Entre autres choses, le rapport détaille comment les groupes APT s’engagent dans de nouvelles techniques de reconnaissance qui augmentent leurs chances de compromettre des cibles importantes, tandis que les groupes cybercriminels ciblant les entreprises sont de plus en plus dans le nuage pour se cacher parmi les services légitimes, et d’autres sont à venir avec des moyens novateurs de parcourir l’Internet public pour les systèmes qui pourraient être vulnérables.

Les acteurs de la menace ont également démontré une nette préférence pour la récolte d’informations d’identification via le phishing, et les attaques ransomware dans la dernière année – avec ransomware étant maintenant la raison la plus commune pour l’opération de sécurité de Microsoft pour lancer un engagement de réponse incident.

Les attaques ransomware sont clairement de plus en plus ciblées et planifiées, selon les données du rapport, avec des modèles d’attaque démontrant que les cybercriminels savent quand il y aura des gels de changement, tels que les jours fériés, qui ralentiront la capacité d’une organisation à répondre et à durcir leurs réseaux. Les opérateurs ransomware sont également maintenant clairement démontrer qu’ils sont bien conscients des besoins commerciaux de leurs cibles, et quels facteurs les inciteront à payer plutôt que d’encourir un long temps d’arrêt, par exemple au cours d’un cycle de facturation.

Burt a déclaré que les cybercriminels sont de plus en plus habiles à l’évolution de leurs techniques pour améliorer leurs chances de succès, l’expérimentation de nouveaux vecteurs d’attaque et des techniques d’obscurcissement, et l’exploitation de l’ordre du jour des nouvelles en évolution rapide pour changer leurs leurres. La pandémie de Covide-19 en particulier a donné aux cybercriminels une occasion en or de jouer sur la curiosité humaine et le besoin d’information.

Le rapport révèle comment la pandémie s’est également déroulée d’autres façons, les travailleurs à distance étant plus vulnérables en dehors du périmètre réseau de leurs organisations, et l’utilisation stratosphérique des applications web et cloud rendant les attaques DDoS soudainement beaucoup plus dangereuses.

Les acteurs soutenus par l’État-nation, quant à eux, évoluent également, changeant leurs objectifs pour s’aligner sur l’évolution des objectifs géopolitiques de leurs payeurs. Dans le passé, ces groupes avaient préféré se concentrer sur les vulnérabilités dans les infrastructures nationales essentielles (CNI), mais les statistiques de Microsoft ont révélé que 90% des notifications d’État-nation étaient contre d’autres cibles.

Par exemple, elle a signalé jusqu’à 16 groupes différents soutenus par l’État ciblant ses clients qui participent à la réponse de Covid-19, tels que les organismes gouvernementaux, les cibles de soins de santé, les ONG et les institutions universitaires et les organisations scientifiques travaillant sur les vaccins. Une chose qui n’a pas changé est l’origine de ces groupes, qui opèrent massivement à partir de la Chine, l’Iran, la Corée du Nord et la Russie.
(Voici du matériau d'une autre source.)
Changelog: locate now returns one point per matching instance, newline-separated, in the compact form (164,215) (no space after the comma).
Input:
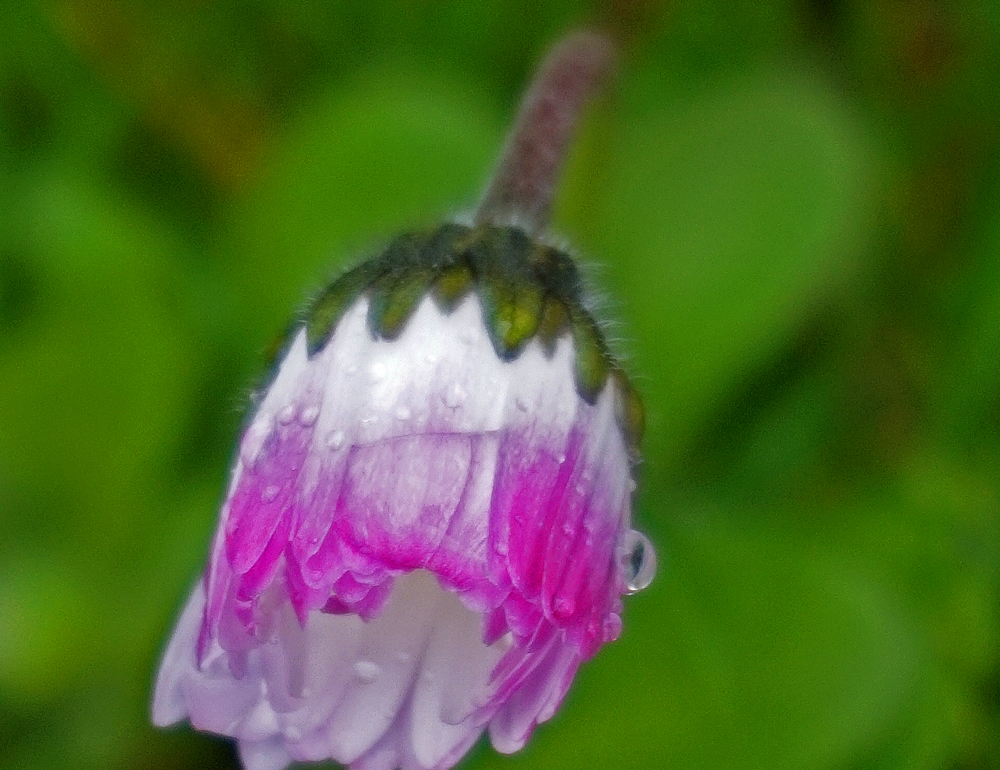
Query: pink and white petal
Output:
(264,755)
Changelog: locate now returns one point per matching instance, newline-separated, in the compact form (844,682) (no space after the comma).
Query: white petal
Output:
(264,755)
(385,668)
(178,663)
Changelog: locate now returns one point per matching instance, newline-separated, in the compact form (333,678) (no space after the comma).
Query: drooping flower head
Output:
(428,527)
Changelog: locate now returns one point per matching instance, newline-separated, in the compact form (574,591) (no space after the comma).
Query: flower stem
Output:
(523,184)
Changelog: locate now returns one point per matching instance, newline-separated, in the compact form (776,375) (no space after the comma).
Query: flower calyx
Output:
(527,288)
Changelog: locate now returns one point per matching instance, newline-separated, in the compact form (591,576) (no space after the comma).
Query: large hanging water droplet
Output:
(638,560)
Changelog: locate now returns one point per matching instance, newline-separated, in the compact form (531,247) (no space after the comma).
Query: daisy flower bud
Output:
(428,525)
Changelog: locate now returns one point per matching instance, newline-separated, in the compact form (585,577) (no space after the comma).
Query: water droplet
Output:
(454,396)
(638,560)
(335,440)
(309,415)
(254,441)
(367,671)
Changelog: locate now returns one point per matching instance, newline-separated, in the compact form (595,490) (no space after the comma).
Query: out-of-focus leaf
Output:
(362,162)
(729,218)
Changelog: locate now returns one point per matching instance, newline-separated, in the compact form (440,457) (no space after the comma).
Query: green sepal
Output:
(452,285)
(591,364)
(629,410)
(553,323)
(328,308)
(511,314)
(394,298)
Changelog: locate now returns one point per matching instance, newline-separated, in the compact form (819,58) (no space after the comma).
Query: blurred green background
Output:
(794,209)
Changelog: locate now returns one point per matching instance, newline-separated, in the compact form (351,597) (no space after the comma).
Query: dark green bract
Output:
(527,289)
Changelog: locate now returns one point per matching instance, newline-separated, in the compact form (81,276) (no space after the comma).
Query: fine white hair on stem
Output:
(524,182)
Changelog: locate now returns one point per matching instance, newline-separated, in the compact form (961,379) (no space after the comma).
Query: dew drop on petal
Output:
(335,440)
(309,415)
(454,396)
(638,560)
(367,671)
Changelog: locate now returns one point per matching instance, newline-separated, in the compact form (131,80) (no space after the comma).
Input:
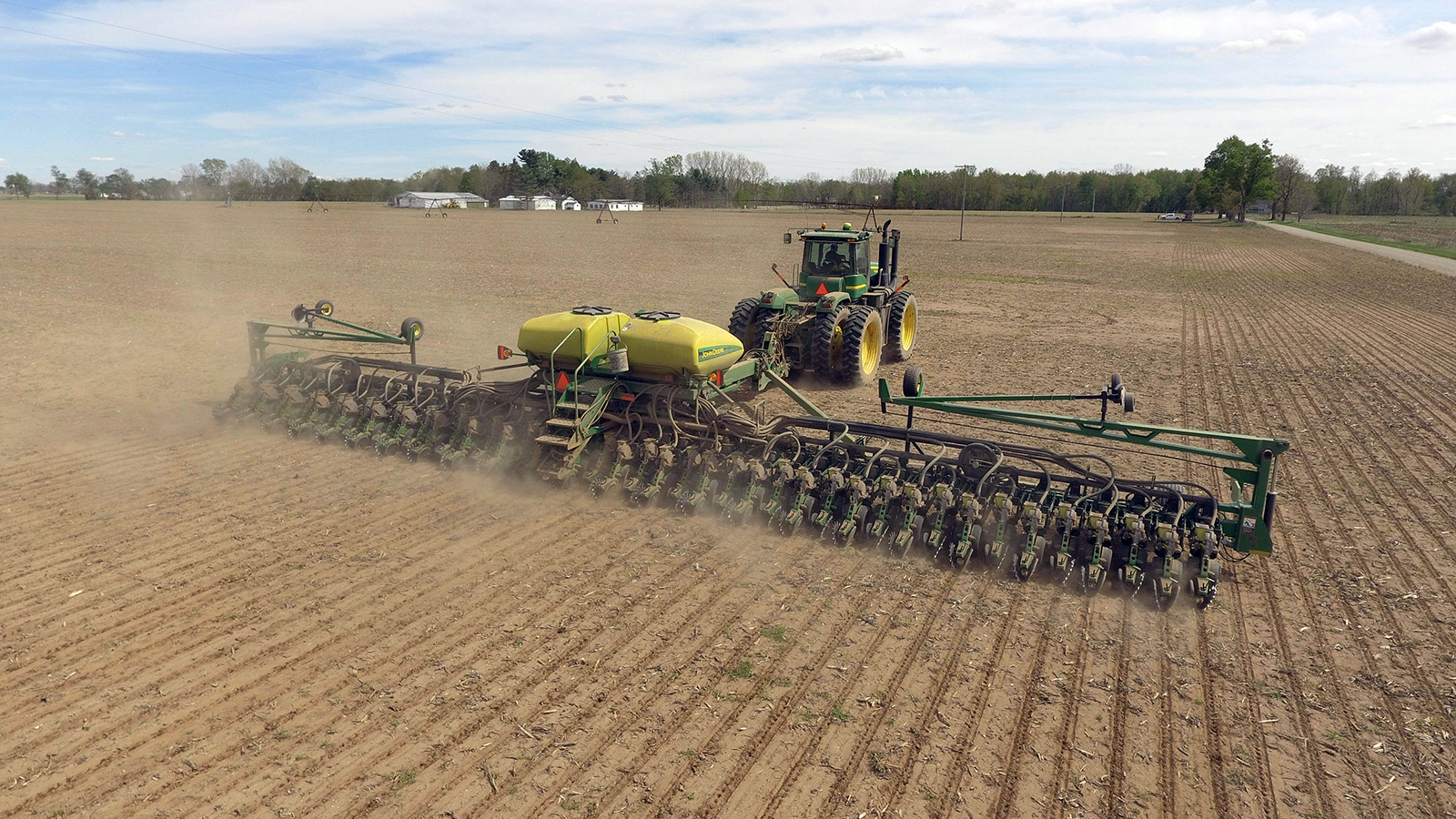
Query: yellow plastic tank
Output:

Burt a exhorté à une « approche communautaire » à la cybersécurité aller de l’avant, en disant que même si le travail de sécurité de Microsoft est vaste, même une organisation de sa taille ne peut apporter une petite contribution à l’image globale.

« Il faut que les décideurs, le milieu des affaires, les organismes gouvernementaux et, en fin de compte, les individus fassent une réelle différence, et nous ne pouvons avoir un impact significatif que par le biais d’informations et de partenariats partagés », a-t-il dit.

« C’est l’une des raisons pour lesquelles nous avons lancé Rapport sur le renseignement de sécurité en 2005, et c’est l’une des raisons pour lesquelles nous avons évolué ce rapport dans ce nouveau Rapport sur la défense numérique. Nous espérons que cette contribution nous aidera tous à mieux travailler ensemble pour améliorer la sécurité de l’écosystème numérique.